Meskipun penelitian telah membuktikan merkuri berbahaya bagi kesehatan dan lingkungan, masih banyak produk yang menggunakannya. Diperlukan dukungan aksi nyata secara global untuk menghentikan pemakaiannya.
Oleh
TATANG MULYANA SINAGA
·4 menit baca
JAKARTA, KOMPAS— Upaya penghapusan produk bermerkuri dan penetapan ambang batas pemakaian merkuri masih menuai perdebatan di antara sejumlah negara dunia. Indonesia dapat menjadikan status tuan rumah Konferensi Para Pihak Konvensi Minamata Ke-4 atau COP 4 sebagai momentum memperkuat komitmen global dalam mengurangi penggunaan merkuri yang berdampak buruk terhadap kesehatan dan lingkungan.
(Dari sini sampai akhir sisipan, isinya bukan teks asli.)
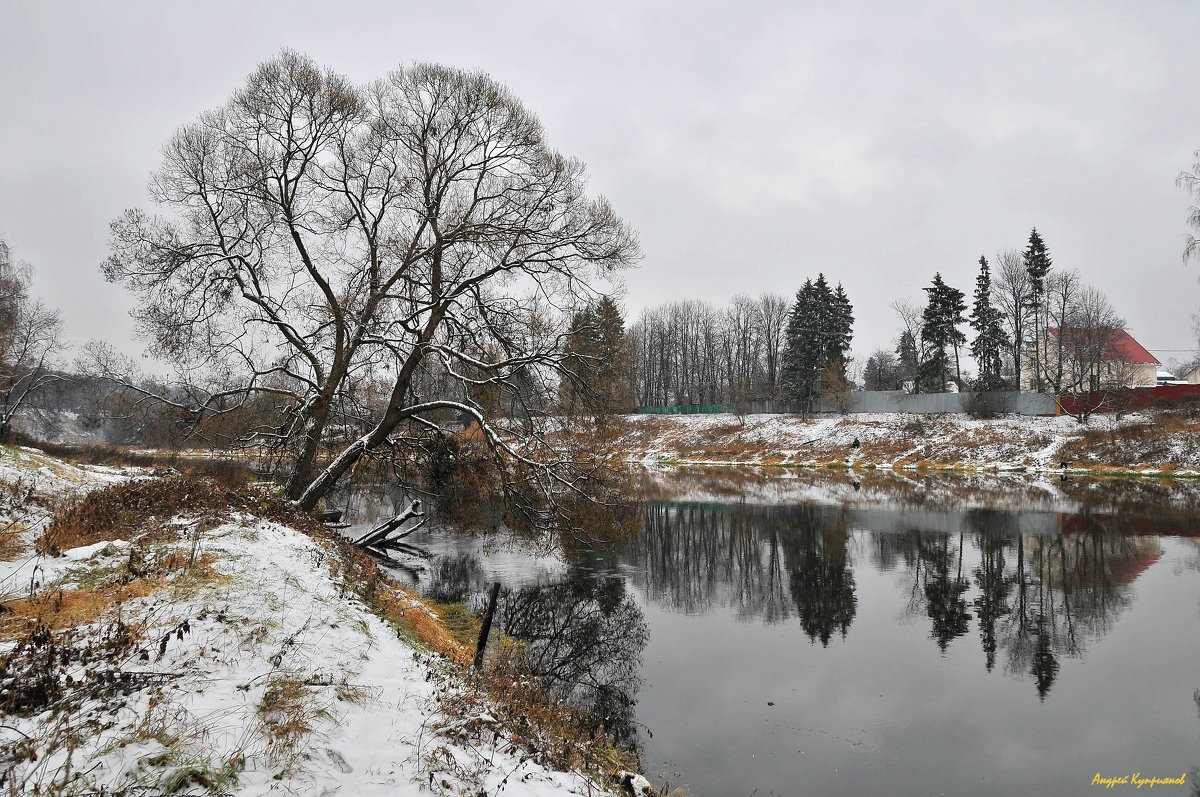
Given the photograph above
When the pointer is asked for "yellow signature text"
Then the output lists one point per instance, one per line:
(1138, 780)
Direktur Jenderal Pengelolaan Sampah, Limbah, Bahan Beracun, dan Berbahaya, Kementerian Lingkungan Hidup dan Kehutanan (KLHK), Rosa Vivien Ratnawati, mengatakan, COP 4 menjadi kesempatan Indonesia menunjukkan kepemimpinannya dalam menyelesaikan sejumlah persoalan untuk mengurangi dan menghapuskan penggunaan merkuri. COP 4 sesi kedua akan digelar di Bali pada 21-25 Maret 2022.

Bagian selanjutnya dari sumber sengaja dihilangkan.